Oh, one more thing: my favourite part was that they always prepared free snacks in the form of cakes and – hooray – coffee (you don’t know what it means to be craving for affordable and drinkable coffee until you’ve lived in China). So there you go: culture is all nice and good, but nothing beats a decent cookie in terms of crowd attractors…

From a presentation about Chinese characters

Lots and lots of old lithographies: some of them are actually stamps taken off huge stone steles the characters on which are claimed to be written by famous calligraphers.

Characters can be written in many widely differing styles and their evolution was/is (still not finished!) a long and complicated process.

From a presentation about Chinese traditional instruments.

This is guzheng – Chinese zither. I recorded some of the performance on my camera but then – go figure – I shrank the file and now it’s useless!
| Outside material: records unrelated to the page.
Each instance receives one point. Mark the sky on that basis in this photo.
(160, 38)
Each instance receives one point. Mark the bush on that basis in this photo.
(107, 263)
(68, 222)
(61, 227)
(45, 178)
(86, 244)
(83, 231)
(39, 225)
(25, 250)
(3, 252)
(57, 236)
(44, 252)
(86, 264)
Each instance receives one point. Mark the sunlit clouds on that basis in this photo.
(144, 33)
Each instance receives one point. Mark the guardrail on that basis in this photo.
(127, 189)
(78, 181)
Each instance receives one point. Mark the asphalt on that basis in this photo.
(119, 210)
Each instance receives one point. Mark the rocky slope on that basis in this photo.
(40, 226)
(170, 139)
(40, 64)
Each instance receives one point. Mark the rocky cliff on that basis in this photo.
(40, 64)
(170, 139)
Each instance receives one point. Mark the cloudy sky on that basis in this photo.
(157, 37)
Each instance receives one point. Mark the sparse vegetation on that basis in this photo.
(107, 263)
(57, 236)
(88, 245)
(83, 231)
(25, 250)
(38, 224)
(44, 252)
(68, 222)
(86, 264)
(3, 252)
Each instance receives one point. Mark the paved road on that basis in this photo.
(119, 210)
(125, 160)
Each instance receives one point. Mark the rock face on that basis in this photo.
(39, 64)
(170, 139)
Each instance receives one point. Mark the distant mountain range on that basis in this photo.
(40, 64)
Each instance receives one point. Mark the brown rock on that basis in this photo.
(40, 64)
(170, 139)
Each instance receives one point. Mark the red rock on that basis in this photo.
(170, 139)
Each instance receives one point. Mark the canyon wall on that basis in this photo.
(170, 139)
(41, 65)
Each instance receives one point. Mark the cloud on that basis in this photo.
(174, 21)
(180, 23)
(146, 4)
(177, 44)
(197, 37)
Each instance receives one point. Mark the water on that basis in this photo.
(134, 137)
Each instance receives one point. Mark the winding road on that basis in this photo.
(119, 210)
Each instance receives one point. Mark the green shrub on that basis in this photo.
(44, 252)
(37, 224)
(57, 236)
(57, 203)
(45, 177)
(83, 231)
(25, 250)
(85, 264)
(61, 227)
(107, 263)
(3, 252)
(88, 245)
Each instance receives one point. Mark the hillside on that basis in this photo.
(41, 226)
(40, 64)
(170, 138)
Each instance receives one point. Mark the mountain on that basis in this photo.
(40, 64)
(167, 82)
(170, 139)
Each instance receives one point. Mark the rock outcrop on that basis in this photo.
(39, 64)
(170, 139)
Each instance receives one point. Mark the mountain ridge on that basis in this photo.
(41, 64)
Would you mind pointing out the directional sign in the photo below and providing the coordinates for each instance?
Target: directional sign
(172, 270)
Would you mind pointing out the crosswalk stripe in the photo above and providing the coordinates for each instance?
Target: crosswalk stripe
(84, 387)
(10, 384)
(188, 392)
There are many different ways to play the guzheng – about 8 strokes that vary depending on the hand and the way you hold your fingers 

And this is guqin – Chinese lute, the default instrument of a Chinese cultured man. Very similar to guzheng, but smaller and therefore easier to carry around.

Erhu – an instrument that came to China from the nomadic tribes. Because the way of playing it is so different, you actually can’t play the same melodies on erhu as on guzheng and guqin.

Erhu resembles folk violin. The body is traditionally made of python skin.